Turkish cuisine begins with its Central Asian nomadic root: meat, dairy, dough and spices, kept in forms suited to mobile life. Yoghurt, dried meat (kavurma), dry dough (erişte, the ancestor of mantı) and grain pastes are inheritances from this period.
When the Seljuks arrived in Anatolia, the cuisine merged with local Byzantine, Armenian and Syriac traditions — the structural roots of pilav, börek and baklava were shaped in this period. Persian influence in the same era brought rice pilaf and almond/sugar sweets to the table.
The Ottoman period turned the cuisine into a palace system. The Topkapı kitchens ran with hundreds of cooks, formal budgets and a strict hierarchy. Every dish was a specialist's job: a pilav cook, a kebap cook, a helva cook.
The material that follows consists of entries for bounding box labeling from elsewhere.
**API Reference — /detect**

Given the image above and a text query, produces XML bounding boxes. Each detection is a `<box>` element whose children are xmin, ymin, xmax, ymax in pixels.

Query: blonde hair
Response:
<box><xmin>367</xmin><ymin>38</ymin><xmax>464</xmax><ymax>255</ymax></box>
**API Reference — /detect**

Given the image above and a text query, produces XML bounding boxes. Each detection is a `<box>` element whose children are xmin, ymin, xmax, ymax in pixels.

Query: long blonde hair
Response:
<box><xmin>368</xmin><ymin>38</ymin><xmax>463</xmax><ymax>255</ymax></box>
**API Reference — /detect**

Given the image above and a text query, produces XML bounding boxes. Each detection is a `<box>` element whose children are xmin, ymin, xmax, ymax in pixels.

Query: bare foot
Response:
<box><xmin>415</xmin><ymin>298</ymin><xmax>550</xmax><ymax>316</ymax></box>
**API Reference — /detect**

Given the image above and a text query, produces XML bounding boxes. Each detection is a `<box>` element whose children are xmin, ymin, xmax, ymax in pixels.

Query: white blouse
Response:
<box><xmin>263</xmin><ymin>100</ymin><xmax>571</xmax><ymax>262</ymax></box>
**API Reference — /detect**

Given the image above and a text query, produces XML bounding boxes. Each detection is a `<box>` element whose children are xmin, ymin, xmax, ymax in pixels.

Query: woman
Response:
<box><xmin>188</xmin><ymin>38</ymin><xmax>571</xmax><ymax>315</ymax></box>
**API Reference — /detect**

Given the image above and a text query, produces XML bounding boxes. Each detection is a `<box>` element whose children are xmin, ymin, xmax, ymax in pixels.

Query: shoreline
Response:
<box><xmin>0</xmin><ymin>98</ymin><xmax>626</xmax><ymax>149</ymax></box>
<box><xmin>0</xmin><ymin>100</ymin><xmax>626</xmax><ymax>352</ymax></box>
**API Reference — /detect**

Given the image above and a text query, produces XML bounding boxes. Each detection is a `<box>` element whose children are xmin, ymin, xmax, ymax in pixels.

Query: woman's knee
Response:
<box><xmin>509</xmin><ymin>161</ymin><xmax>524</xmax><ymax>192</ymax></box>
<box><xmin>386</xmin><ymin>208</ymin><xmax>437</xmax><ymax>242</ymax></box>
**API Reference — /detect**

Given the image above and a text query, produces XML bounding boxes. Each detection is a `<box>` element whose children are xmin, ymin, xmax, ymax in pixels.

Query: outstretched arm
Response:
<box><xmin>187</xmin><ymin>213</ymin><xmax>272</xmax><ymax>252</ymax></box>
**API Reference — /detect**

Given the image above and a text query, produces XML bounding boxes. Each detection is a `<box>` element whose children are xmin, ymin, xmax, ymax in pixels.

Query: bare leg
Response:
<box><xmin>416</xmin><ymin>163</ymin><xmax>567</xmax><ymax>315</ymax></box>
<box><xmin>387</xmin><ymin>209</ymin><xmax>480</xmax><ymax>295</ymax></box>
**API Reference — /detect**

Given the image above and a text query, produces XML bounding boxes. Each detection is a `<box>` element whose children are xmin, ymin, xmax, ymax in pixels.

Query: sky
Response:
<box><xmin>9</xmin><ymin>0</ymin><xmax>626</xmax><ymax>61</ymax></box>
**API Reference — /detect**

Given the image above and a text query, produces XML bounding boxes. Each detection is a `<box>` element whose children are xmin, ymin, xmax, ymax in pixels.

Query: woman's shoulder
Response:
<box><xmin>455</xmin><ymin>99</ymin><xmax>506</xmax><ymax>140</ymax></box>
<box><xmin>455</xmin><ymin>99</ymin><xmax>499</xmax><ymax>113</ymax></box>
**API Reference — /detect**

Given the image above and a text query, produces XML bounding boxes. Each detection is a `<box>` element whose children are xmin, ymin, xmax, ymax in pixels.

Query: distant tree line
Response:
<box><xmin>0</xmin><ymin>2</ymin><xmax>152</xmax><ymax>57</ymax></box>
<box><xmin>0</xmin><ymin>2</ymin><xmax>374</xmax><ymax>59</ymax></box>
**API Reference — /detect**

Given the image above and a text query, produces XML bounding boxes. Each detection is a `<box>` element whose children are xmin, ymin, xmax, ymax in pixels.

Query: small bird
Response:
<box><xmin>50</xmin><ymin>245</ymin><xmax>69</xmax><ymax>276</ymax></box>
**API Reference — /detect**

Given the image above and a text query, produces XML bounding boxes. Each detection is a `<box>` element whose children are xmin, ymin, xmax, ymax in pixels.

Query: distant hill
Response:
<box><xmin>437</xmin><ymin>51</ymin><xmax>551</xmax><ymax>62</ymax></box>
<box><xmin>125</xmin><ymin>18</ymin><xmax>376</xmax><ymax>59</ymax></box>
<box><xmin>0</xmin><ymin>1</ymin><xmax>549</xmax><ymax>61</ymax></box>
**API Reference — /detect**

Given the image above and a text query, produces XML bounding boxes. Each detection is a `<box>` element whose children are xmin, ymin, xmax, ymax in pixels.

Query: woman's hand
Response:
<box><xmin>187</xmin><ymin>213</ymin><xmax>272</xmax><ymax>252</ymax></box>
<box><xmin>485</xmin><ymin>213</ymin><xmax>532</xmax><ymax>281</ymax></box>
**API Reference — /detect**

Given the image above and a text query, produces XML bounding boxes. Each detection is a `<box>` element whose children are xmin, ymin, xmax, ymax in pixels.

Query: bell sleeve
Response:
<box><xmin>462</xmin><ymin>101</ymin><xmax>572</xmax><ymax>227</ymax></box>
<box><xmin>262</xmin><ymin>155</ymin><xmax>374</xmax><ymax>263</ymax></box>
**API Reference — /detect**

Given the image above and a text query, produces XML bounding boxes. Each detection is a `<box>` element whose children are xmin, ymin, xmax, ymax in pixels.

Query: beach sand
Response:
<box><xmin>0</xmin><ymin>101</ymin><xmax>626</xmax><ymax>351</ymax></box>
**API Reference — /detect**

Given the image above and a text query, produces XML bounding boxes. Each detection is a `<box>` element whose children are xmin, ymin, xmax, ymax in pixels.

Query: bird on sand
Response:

Mediterranean (olive oil, vegetables), Balkan (yufka technique), Arab (spice) and Persian (sweet-sour) cuisines met at the same table in this era.
The Republican era added two directions: the standardisation of home cooking (breakfast, seasonal vegetables, classic family recipes) and waves of internal migration that carried the countryside into the city. Today an Istanbul market stall holds Black Sea anchovies, Antep baklava and Thracian white cheese side by side — that variety is a product of the last century.